In this issue of EIMC, Crespo et al23 report on a cohort of HIV-infected patients receiving combination antiretroviral therapy without a significant increase in CD4 count despite viral suppression below the limit of detection. In this study, patients with CD4 T cell counts below 200 who had received HAART for a median of nearly 5 years but showed no significant CD4 count increase for at least 12 months despite viral suppression to < 50 copies/mL, received low-dose, intermittent IL-2, consisting of IL-2 cycles (4.5 mIU once a day subcutaneously for 5 consecutive days) every 4 weeks with a planned goal of 6 cycles. The dose and schedule was selected to minimize IL-2 related side effects while optimizing the probability of lasting CD4 gains. While the IL-2 regimen was well tolerated with only mild side effects, such as low-grade fever and mild constitutional symptoms, reported by most patients, four patients did not complete the planned 6 cycles of IL-2 due to toxicity or patient choice. Overall, CD4 cell counts increased by a median of nearly 50 cells, with 8 of 18 participants experiencing a rise in CD4 count to over 200 cells/mm3. A differential effect was seen however, with 5/18 (27%) participants experiencing < 25% increase in CD4 from baseline.

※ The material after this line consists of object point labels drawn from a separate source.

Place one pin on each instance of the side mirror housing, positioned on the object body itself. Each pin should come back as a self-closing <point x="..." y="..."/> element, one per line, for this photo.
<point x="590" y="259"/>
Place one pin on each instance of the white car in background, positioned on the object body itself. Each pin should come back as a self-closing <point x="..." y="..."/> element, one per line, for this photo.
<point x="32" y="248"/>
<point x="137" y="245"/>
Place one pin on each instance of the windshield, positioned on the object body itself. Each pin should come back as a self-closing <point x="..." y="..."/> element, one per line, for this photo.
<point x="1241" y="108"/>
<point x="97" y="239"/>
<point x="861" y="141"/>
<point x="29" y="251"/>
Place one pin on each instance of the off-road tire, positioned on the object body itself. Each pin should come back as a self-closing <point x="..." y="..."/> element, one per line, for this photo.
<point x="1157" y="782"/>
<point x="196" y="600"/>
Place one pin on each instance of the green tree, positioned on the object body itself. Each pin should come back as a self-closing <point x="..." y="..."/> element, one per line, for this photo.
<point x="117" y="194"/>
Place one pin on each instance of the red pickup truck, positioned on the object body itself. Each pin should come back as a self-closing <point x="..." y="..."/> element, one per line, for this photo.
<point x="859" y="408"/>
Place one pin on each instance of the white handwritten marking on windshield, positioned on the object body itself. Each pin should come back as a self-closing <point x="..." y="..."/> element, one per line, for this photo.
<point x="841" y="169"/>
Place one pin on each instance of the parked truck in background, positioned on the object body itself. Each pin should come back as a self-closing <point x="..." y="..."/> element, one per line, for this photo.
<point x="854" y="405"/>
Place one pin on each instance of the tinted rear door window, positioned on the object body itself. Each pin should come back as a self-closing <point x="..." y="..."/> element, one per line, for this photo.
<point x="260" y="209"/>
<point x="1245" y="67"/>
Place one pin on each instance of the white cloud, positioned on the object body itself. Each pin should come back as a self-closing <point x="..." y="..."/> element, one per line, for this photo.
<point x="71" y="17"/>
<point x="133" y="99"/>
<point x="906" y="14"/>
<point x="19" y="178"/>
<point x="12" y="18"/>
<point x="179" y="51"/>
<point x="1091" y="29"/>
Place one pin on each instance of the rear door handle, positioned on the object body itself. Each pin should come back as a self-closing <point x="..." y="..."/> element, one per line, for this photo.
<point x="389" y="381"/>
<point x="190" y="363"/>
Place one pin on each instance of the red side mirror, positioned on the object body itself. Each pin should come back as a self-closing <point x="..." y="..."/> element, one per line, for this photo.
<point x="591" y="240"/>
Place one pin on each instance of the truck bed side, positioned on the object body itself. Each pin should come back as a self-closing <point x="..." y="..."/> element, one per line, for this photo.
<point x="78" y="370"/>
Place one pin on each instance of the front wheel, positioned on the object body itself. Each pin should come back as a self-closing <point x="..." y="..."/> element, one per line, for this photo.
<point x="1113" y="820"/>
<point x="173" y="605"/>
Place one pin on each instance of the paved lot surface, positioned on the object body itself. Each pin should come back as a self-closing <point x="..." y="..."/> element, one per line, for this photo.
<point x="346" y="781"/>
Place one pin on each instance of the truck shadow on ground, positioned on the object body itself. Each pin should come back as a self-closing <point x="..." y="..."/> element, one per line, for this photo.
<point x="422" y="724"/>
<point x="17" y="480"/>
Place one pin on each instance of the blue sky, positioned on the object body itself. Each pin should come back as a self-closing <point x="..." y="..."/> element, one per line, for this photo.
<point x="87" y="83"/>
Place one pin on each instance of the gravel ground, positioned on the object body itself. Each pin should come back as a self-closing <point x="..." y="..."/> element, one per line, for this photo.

While this was not a randomized trial, the lack of CD4 count increases for a year prior to IL-2 therapy, and the absence of other interventions clearly support that this is an IL-2 effect.
Taken together, these studies suggest that intermittent IL-2 therapy in immunologic non-responders results in beneficial immunologic responses. However, the clinical benefit of IL-2-associated CD4 count increases has not been established to date in any HIV-infected cohort. Given the cost of the drug as well as the substantial adverse effects associated with IL-2 therapy, such as flu-like symptoms that while transient can be debilitating, it is critical to establish if IL-2-related CD4 gains translate into a reduction in HIV-related clinical events. Two large, randomized trials of intermittent IL-2 therapy powered to detect differences in clinical outcomes, are currently ongoing and will hopefully provide a definitive answer to the clinical benefits of this therapy in the next one to two years. The Evaluation of Subcutaneous Proleukin in a Randomized International Trial (ESPRIT) and the Phase III Multicenter Randomized Study of the Biological and Clinical Efficacy of Subcutaneous Recombinant, Human IL-2 in HIV-Infected Patients with Low CD4 Counts Under Active Antiretroviral Therapy (SILCAAT), which have enrolled ∼4,100 and ∼2,000 patients, respectively, are similar in design but differ in the target population, with ESPRIT enrolling patients with CD4 counts ≥ 300 cells/mm3, and SILCAAT enrolling those with CD4 counts of 50 to 299 cells/mm3. The completion of these trials is crucial to understanding what role IL-2 may play in the management of the immunodeficiency of HIV infection in immunologic non-responders as well as other HIV-infected patients. While clinical end points remain under investigation, smaller phase II trials aimed at better elucidating the mechanisms and benefits of IL-2 are ongoing and hopefully will lay the groundwork for optimally utilizing IL-2 in the future, assuming clinical benefit is demonstrated. Until that time, though, patients should receive IL-2 only as part of such ongoing clinical trials.
This work was supported by the Intramural Research Programs of the National Institute of Allergy and Infectious Diseases (NIAID) and NIH Clinical Center, NIH (US).
Potential conflict of interest: The US Government has been granted a use patent for intermittent IL-2 therapy, including J.A. Kovacs as an inventor.